Photo by Lance Bangs

But Diamond and Horovitz aren’t shy of this perceived “hypocrisy”; rather they embrace that change and turn it into a lesson to be learned by all as Diamond shares a moment where this exact question was posed to Horovitz and his answer was simply, “I’d rather be a hypocrite than the person I was 20 years ago.” Growth, evolution, and expansion have always been at the heart of Beastie Boys music, but moments like this highlight just how much those things are a part of the Boys themselves.

The film ends with a touching tribute from the Boys about their final years with Adam Yauch. Starting with the story, read straight from their book, about “The Last Gig”, Horovitz fights and struggles through tears and raw emotions to honor his lost friend. Together, Diamond and Horovitz paint a picture of a man who was the best friend that any of us could ask for–a friend that not only pushes himself to be the best version of himself but inspires those around him to join him in that same quest.

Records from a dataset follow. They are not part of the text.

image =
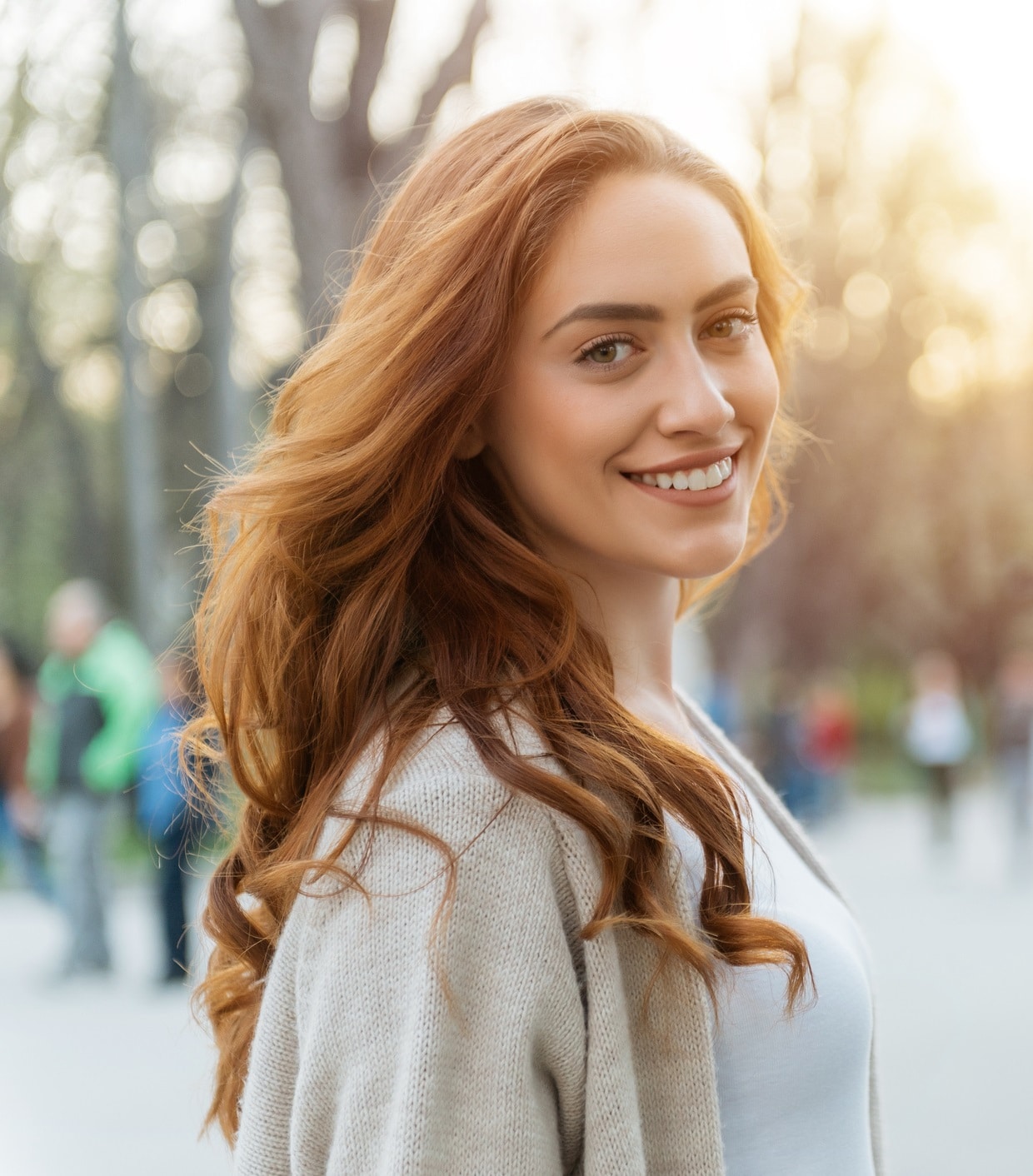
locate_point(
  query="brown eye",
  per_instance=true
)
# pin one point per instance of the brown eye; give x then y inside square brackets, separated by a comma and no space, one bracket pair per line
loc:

And that idea is the core of Beastie Boys Story. It’s a story of growth. It’s a story of a group of rowdy kids who went from having fun messing around with guitars and drums, to making music to get money and girls, to guys who realized that they only cared about making music, to becoming guys who had a mission to enact change through both their music and their actions.

It’s not just a story of their music changing and evolving, it’s a story about their own evolution as human beings. It’s that evolution that gives the film it’s emotional core and makes Beastie Boys Story a doc well worth watching. It’s a story that music lovers, in general, will find interesting, but this one is definitely made for the Beastie Boys fan in all of us.